Emissionen um 68 Prozent senken bis 2030 – Premier Johnson verkündet ehrgeizigere Klimaziele. Kritiker sagen: Da geht noch mehr.

Der britische Premierminister Boris Johnson kündigte neue Pläne in Sachen Klimaschutz an Foto: John Sibley/reuters

London taz | „Mit dem ambitionierten Ziel, unsere Emissionen schneller als jede andere führende Wirtschaft der Welt zu reduzieren, übernehmen wir heute die weltweite Führung!“ Das verkündete am Donnerstagabend der britische Premierminister Boris Johnson und kündigte damit neue Pläne in Sachen Klimaschutz an.

Laut Johnson sieht Großbritanniens neu vorgelegter Klimaschutzbeitrag vor, dass das die CO2-Emissionen auf Werte gesenkt werden sollen, die 68 Prozent niedriger als jene des Jahres 1990 sind. Das würde Großbritannien wieder auf das Emissionsniveau von 1990 bringen. Kohlenstofffrei will das Land bis 2050 sein. Ein Grünbuch der britischen Regierung zu diesem Thema soll noch vor der parlamentarischen Winterpause erscheinen.

Die Ankündigungen wurden im Rahmen des bevorstehenden virtuellen Gipfels zu Klimaambitionen am 12. Dezember gemacht, der am fünften Jahrestag des Pariser Übereinkommens stattfindet. Er gilt gleichzeitig als Auftakt zur bevorstehenden Klimakonferenz im November kommenden Jahres.

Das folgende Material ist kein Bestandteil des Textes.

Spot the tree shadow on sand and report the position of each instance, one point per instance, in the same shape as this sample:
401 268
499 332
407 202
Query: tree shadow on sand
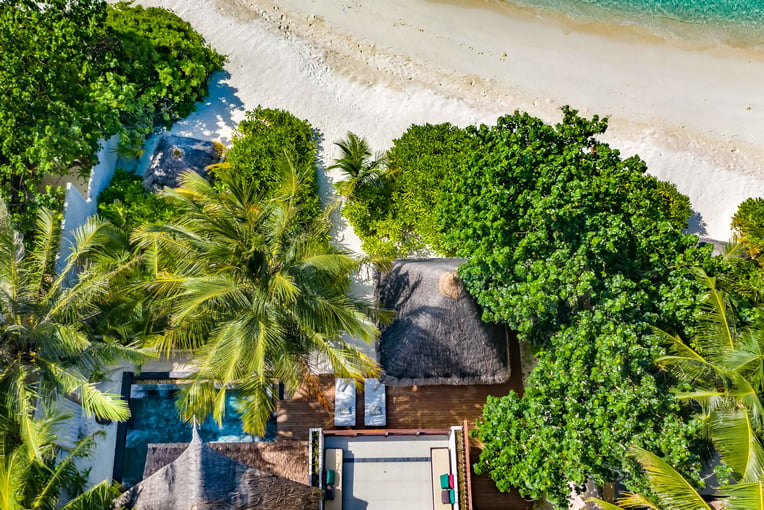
696 225
217 115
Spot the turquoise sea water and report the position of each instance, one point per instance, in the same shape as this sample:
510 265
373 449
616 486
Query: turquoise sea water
729 22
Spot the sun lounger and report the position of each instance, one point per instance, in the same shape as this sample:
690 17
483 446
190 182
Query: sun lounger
442 493
344 403
333 464
374 412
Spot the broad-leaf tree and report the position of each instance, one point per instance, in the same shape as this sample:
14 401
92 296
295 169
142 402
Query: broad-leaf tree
579 251
359 166
254 293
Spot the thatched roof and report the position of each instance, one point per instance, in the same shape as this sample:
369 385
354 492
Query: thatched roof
201 477
437 336
285 458
175 155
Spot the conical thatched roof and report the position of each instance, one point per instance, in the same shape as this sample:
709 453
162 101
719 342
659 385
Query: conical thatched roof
203 478
437 336
175 155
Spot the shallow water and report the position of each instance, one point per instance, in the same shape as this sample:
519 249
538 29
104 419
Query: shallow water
737 23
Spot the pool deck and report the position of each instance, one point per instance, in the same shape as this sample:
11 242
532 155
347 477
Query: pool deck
413 408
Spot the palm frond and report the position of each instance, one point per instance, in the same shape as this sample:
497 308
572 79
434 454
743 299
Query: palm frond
602 504
739 444
633 500
101 496
672 490
743 496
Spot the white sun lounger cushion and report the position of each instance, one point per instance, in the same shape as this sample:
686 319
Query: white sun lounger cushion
375 414
344 403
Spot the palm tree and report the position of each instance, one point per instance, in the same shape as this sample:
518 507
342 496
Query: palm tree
32 480
725 371
255 296
47 349
357 164
673 492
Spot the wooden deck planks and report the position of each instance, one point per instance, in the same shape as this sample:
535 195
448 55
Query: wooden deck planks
414 407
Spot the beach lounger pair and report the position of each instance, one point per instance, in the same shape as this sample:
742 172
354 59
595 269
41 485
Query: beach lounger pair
375 413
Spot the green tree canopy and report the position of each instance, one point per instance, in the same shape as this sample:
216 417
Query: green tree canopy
395 217
76 71
55 101
580 252
254 296
748 227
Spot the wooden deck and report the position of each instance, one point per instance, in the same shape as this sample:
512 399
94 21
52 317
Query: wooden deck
414 407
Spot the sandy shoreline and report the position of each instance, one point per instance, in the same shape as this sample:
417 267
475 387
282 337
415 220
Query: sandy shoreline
694 113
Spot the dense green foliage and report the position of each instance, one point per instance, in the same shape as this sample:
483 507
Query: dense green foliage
748 227
126 204
358 166
721 369
55 103
269 141
578 251
163 63
395 217
254 295
76 71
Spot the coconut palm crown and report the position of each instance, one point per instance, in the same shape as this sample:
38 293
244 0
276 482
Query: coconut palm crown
47 348
254 296
723 366
358 164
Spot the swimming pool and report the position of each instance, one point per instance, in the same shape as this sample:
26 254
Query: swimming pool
154 419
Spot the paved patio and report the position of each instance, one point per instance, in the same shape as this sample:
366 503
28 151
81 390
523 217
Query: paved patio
386 473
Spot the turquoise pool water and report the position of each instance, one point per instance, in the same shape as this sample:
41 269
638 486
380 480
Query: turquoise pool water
155 420
733 22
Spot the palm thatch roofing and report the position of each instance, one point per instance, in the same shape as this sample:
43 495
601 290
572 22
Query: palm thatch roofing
201 477
175 155
437 335
287 458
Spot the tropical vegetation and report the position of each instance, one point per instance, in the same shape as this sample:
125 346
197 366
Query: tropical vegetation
266 140
392 209
48 349
74 72
254 292
39 474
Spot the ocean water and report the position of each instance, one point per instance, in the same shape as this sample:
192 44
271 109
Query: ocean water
737 23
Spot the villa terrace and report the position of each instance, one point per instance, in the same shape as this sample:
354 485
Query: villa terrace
410 409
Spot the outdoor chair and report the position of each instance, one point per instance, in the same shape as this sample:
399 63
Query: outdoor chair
344 403
375 413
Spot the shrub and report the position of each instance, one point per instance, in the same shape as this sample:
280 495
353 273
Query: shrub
127 204
748 227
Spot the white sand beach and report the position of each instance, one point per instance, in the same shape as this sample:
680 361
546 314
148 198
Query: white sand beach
692 110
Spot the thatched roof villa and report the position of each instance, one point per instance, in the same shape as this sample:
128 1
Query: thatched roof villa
175 155
199 476
437 336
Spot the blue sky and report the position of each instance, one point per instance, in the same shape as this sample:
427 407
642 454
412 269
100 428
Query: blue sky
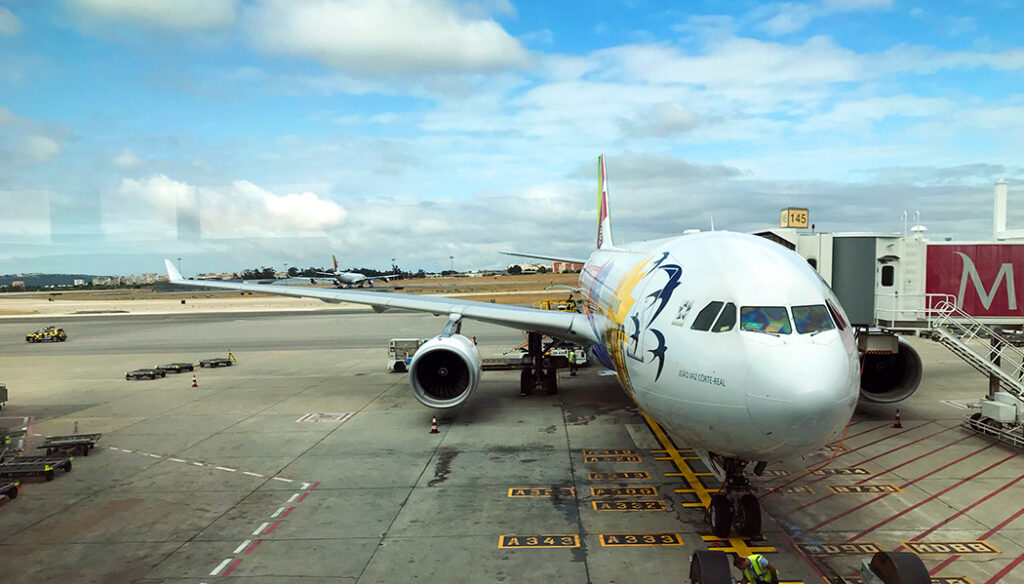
239 133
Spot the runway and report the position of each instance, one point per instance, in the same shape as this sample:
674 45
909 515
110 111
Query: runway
308 462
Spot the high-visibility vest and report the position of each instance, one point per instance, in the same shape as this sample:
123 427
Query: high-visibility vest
758 573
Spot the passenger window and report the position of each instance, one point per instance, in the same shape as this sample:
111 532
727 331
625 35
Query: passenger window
726 320
707 316
812 319
836 316
888 276
772 320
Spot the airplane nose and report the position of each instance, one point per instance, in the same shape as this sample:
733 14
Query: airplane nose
802 393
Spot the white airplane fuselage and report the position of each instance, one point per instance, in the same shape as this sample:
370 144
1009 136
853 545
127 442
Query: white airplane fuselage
739 392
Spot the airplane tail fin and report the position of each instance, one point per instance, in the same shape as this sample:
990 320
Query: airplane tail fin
603 219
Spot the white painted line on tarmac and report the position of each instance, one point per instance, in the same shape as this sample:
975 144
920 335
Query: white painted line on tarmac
220 567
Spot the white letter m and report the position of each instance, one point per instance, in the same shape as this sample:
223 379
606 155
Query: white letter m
1006 270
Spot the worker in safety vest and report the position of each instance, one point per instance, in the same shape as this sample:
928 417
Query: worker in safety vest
756 570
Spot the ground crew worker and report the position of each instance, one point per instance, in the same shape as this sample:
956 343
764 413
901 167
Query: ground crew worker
756 570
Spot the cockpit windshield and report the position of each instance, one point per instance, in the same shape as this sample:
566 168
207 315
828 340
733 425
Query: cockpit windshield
772 320
812 319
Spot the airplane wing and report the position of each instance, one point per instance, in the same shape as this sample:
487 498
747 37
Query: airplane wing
568 326
551 257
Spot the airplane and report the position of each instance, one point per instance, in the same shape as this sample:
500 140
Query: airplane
350 279
730 342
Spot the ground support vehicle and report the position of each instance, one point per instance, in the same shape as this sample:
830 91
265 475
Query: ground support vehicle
44 466
176 367
215 362
8 491
71 444
51 334
400 351
145 373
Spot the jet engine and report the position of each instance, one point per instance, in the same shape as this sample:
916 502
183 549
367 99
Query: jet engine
444 371
892 376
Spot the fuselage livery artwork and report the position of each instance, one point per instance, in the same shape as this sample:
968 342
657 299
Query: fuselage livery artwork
729 341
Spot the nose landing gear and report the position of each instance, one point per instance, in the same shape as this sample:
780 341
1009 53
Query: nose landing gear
734 506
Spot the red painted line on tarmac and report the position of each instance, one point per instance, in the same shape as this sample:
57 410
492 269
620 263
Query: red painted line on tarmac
884 495
830 495
930 498
982 537
231 567
962 511
890 436
998 575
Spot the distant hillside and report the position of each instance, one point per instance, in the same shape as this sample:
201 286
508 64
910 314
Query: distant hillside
44 279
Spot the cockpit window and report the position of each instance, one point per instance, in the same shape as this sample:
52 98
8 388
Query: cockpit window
707 316
836 316
726 320
812 319
772 320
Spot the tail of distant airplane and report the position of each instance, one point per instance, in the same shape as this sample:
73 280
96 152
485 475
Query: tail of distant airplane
603 220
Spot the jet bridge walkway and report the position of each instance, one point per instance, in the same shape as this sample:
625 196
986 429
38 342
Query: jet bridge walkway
1000 415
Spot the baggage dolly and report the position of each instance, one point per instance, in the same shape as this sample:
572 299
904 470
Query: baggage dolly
71 444
44 466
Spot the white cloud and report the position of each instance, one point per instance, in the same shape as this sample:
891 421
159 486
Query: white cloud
385 36
41 149
9 25
126 160
175 14
241 209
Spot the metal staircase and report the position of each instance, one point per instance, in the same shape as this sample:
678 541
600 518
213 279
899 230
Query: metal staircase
957 331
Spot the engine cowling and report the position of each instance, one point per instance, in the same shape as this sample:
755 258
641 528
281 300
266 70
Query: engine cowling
444 371
892 377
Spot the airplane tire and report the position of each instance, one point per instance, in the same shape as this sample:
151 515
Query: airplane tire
748 522
525 382
708 567
720 515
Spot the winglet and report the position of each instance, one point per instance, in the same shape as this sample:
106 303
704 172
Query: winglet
172 273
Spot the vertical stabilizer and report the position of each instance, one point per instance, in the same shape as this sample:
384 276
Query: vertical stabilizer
603 219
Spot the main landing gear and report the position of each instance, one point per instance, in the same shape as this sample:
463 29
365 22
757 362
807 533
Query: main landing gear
734 506
535 376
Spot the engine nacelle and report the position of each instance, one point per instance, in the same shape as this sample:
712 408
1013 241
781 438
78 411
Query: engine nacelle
444 371
892 377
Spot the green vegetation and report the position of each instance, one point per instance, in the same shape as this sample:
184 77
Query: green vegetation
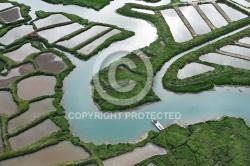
222 75
124 34
95 4
224 142
161 51
152 1
1 66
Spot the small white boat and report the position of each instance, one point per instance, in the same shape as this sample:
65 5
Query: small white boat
157 124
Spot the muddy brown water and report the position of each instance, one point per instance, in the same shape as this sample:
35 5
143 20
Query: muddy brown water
33 134
136 156
50 62
7 104
35 111
21 53
10 15
62 152
14 74
93 45
36 86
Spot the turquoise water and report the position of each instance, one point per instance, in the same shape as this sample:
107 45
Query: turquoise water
78 96
213 104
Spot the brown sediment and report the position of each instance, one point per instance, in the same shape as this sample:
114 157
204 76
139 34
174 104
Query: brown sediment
136 156
7 104
205 18
36 110
63 152
48 62
24 69
222 12
36 86
233 55
33 134
185 21
10 15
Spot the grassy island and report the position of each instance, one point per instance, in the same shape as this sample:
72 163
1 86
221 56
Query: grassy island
165 48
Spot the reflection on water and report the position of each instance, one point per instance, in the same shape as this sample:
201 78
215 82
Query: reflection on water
245 40
74 41
36 110
40 85
213 15
5 5
15 34
232 13
193 69
225 60
7 104
51 20
54 34
243 2
33 134
237 50
93 45
62 152
177 27
136 156
196 21
143 11
21 53
11 15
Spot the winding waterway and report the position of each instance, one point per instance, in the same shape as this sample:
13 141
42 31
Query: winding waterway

Johnson sagte, dass die Frage des Klimawandels, „globale Leistungen“ notwendig mache, bei denen auch, betonte er, „andere Weltführer*innen ihre eigenen Pläne hierzu beschleunigen müssten.“

Dennoch stießen Johnsons Ankündigungen nur auf mäßig Lob. Das britische Rechnungsamt (NAO) gab zum Beispiel an, dass weder das britische Finanzministerium noch das Energieministerium für die Pläne ausreichende Zahlen festgelegt hätten. Das Amt rechne für die Netto-null-Emmissionsziele mit Kosten in Höhe von hunderten Milliarden Pfund. Nichts zu tun komme allerdings aufgrund der schwerwiegenden Folgen noch teurer. In den letzten vier Jahren hätte die Regierung lediglich umgerechnet 22 Milliarden Euro gegen den Klimawandel bereitgestellt und im neuen Finanzhaushalt vor einer Woche nur 4,43 Milliarden Euro.

John Sauven, der Geschäftsführer von Greenpeace UK, bestätigte die neuen Ziele zwar als die ambitioniertesten der Welt. Angesichts der Dringlichkeit der Klimakrise und des raschen Wachstums von Fortschritten in kohlenstofffreier Technik könnten seiner Meinung nach die Ambitionen über das nächste Jahrzehnt aber noch höher gesteckt werden.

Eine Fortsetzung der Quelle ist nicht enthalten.